Kyle Reese with a shotgun in Terminator

Tasked with being the sole protector of humanity's future, Kyle Reese was also sent back in time from the year 2029 but to protect Sarah Connor from elimination. Though he was merely a man, his experience fighting the threatening T-800s in the future made him a prime candidate to save Sarah, and his emotional connection to John gave him additional motivation. However, things changed when Reese eventually revealed he had always been in love with Sarah thanks to a photo of her that was in John's possession in the future. This fascination had an unintended consequence as Reese's one-night fling with Sarah resulted in him being John's father.

The John Connor Paradox

Kyle Reese and John Connor in Terminator

Time travel in movies and TV is rarely straightforward, and the impact of changing the past to affect the future has always been a staple of the sci-fi genre. The Terminator didn't shy away from creating one of cinema's greatest time travel paradoxes, and used it to make commentary on the inevitability of the future, something that the sequels would also explore. Kyle Reese being John Connor's father immediately created a paradox as John Connor could not have existed without Reese's going back in time to save Sarah, and Reese would have never gone back in time if it wasn't for Connor.

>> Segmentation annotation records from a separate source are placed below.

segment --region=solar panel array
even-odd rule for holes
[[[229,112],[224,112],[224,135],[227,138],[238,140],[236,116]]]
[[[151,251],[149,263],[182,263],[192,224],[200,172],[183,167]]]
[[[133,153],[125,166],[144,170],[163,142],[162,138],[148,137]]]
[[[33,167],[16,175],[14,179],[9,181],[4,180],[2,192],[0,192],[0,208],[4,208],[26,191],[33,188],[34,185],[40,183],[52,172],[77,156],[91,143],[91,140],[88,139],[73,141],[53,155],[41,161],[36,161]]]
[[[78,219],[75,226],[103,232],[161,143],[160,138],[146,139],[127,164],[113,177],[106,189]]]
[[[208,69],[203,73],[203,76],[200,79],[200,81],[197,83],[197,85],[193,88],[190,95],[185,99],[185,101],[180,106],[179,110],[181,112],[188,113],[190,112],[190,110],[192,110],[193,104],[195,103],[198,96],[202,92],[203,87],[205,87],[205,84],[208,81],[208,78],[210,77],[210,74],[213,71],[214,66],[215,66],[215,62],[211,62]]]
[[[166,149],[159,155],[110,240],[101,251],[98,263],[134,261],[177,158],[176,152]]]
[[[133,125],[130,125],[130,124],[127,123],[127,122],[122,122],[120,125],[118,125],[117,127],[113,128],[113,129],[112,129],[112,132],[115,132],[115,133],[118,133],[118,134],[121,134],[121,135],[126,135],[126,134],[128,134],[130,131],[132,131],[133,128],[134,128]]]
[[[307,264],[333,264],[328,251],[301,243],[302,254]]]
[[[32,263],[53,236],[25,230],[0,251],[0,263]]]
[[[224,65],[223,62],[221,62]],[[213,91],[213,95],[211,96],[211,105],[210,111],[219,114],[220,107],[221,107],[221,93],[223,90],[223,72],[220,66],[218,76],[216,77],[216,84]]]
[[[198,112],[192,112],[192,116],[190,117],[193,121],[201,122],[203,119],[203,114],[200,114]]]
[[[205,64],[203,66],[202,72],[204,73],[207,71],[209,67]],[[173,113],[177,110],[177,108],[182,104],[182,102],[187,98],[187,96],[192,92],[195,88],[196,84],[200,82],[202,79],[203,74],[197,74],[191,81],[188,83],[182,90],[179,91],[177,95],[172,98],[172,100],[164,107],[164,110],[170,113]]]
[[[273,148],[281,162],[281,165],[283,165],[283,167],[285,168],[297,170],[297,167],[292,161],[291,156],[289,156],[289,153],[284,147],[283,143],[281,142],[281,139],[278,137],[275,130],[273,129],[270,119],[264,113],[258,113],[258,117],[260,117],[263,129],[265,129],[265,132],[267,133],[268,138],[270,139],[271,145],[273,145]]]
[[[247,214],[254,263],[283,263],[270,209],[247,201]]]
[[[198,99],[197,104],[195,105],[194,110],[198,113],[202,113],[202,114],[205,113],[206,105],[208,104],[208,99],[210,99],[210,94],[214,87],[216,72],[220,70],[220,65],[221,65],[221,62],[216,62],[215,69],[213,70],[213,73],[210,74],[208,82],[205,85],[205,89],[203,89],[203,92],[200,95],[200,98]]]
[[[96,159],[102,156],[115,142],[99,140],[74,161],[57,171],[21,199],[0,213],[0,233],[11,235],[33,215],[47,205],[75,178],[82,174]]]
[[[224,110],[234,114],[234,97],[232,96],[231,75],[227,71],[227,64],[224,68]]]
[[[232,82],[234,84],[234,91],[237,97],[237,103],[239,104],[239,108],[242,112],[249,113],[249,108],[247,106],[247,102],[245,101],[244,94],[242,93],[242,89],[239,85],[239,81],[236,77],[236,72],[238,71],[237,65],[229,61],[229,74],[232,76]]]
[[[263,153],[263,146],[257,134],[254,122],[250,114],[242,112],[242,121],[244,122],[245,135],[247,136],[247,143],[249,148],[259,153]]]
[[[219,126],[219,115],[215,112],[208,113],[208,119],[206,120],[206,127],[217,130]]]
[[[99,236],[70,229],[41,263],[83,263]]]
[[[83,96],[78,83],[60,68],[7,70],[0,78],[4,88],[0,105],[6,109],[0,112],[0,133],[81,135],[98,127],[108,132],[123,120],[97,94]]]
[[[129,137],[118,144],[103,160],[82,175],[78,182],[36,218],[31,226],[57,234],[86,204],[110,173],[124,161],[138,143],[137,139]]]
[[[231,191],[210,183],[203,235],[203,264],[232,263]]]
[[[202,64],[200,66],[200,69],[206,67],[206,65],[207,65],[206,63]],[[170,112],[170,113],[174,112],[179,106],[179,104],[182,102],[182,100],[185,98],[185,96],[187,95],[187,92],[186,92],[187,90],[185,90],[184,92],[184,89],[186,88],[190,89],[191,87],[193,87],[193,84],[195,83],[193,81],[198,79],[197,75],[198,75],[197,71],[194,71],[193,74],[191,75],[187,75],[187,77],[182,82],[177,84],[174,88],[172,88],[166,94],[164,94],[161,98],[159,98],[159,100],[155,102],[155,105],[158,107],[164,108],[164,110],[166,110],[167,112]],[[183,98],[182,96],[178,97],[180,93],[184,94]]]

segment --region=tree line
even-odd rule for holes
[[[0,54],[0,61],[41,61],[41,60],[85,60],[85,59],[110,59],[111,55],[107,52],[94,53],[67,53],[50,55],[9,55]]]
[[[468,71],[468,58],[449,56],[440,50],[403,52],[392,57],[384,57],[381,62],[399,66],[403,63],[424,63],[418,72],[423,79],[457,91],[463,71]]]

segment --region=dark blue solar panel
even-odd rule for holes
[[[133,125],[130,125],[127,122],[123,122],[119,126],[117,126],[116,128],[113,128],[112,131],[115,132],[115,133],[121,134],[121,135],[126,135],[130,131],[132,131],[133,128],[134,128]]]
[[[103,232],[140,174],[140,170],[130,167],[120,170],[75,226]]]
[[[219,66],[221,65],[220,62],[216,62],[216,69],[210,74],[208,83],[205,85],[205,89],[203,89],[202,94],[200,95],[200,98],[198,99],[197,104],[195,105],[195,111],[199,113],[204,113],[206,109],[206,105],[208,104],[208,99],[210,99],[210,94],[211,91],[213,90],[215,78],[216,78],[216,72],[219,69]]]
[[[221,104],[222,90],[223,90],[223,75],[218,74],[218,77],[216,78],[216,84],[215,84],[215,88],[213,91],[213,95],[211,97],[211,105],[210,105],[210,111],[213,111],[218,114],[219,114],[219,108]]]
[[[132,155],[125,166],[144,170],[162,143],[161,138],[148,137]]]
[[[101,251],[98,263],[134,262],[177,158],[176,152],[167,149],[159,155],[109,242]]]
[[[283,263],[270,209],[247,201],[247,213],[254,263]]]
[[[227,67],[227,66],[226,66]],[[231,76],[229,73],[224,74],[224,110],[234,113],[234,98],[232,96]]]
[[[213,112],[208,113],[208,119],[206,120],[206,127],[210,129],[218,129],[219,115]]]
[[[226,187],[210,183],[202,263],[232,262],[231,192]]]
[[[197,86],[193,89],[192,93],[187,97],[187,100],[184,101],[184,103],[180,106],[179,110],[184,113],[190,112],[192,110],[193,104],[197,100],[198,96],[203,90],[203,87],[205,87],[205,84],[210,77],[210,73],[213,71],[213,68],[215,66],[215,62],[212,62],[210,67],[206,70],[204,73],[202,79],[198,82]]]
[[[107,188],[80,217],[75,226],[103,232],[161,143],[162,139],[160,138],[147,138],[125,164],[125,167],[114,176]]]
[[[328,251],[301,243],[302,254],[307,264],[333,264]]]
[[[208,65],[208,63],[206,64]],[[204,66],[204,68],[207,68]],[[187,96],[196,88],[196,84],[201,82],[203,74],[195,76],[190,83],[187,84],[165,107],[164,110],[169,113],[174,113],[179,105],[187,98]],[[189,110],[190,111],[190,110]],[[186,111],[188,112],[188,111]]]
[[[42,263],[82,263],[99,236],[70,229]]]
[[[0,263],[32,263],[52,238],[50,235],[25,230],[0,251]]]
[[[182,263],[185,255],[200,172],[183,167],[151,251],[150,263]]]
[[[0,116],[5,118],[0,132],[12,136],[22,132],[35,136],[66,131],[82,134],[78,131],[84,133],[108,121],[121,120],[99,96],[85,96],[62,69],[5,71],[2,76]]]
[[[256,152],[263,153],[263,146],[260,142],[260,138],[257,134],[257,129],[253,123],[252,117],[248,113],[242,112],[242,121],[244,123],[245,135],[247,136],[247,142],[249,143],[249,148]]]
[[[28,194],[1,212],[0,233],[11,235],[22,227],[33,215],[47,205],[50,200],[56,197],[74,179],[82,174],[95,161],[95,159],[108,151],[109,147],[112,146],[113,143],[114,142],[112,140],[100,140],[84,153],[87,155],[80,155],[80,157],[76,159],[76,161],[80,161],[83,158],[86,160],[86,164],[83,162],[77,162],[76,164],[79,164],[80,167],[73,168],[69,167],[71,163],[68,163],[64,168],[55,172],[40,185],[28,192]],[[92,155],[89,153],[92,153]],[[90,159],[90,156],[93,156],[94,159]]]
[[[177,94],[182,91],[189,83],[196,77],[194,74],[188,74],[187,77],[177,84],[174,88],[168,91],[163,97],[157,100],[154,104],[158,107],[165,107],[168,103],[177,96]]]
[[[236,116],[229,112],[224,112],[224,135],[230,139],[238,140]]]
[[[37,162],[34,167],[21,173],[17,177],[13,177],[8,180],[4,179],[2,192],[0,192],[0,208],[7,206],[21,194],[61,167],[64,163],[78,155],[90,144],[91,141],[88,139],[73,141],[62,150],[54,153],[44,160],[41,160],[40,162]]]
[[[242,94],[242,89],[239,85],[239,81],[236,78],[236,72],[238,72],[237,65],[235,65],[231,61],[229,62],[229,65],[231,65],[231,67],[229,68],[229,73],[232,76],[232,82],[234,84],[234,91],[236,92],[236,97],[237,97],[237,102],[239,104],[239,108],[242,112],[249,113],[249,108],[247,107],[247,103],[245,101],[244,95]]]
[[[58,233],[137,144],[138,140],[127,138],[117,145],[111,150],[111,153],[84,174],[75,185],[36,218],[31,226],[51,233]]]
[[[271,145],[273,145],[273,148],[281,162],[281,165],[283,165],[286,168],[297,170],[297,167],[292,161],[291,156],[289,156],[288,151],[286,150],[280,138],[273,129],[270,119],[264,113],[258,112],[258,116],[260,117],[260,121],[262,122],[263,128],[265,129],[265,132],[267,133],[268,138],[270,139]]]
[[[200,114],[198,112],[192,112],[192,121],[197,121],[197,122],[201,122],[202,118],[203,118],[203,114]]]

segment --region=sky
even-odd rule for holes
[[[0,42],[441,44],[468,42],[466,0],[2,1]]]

The Terminator franchise isn't known for its delicate handling of time travel paradoxes, yet the original paradox remained the heart of the series all throughout the sequels. John Connor obviously deduced that Reese was his father through stories his mother told him, but it doesn't explain how Reese could have been in the future if he died in 1984. Even though it wasn't pretty, the paradox set up the future of the series and established a theme that would often be repeated. The franchise's central idea was that nothing could prevent the future from happening because the future would always guarantee itself through the past.

The Real Meaning Of The Terminator's Ending

Sarah Connor talks into a tape recorder in The Terminator

Though the time travel elements of The Terminator created silly plot holes that have never been resolved, its epilogue ending was a simple but brilliant statement about the movie as a whole. Even as the film made broad commentary about the rise of random violent crime in the 1980s, it didn't stray away from its bigger idea that Skynet's rise was inevitable and unchangeable. Kyle Reese being John Connor's father was a brilliant twist, but the ending also left the door open for sequels while simultaneously being strong enough to help The Terminator stand on its own if no sequels ever came.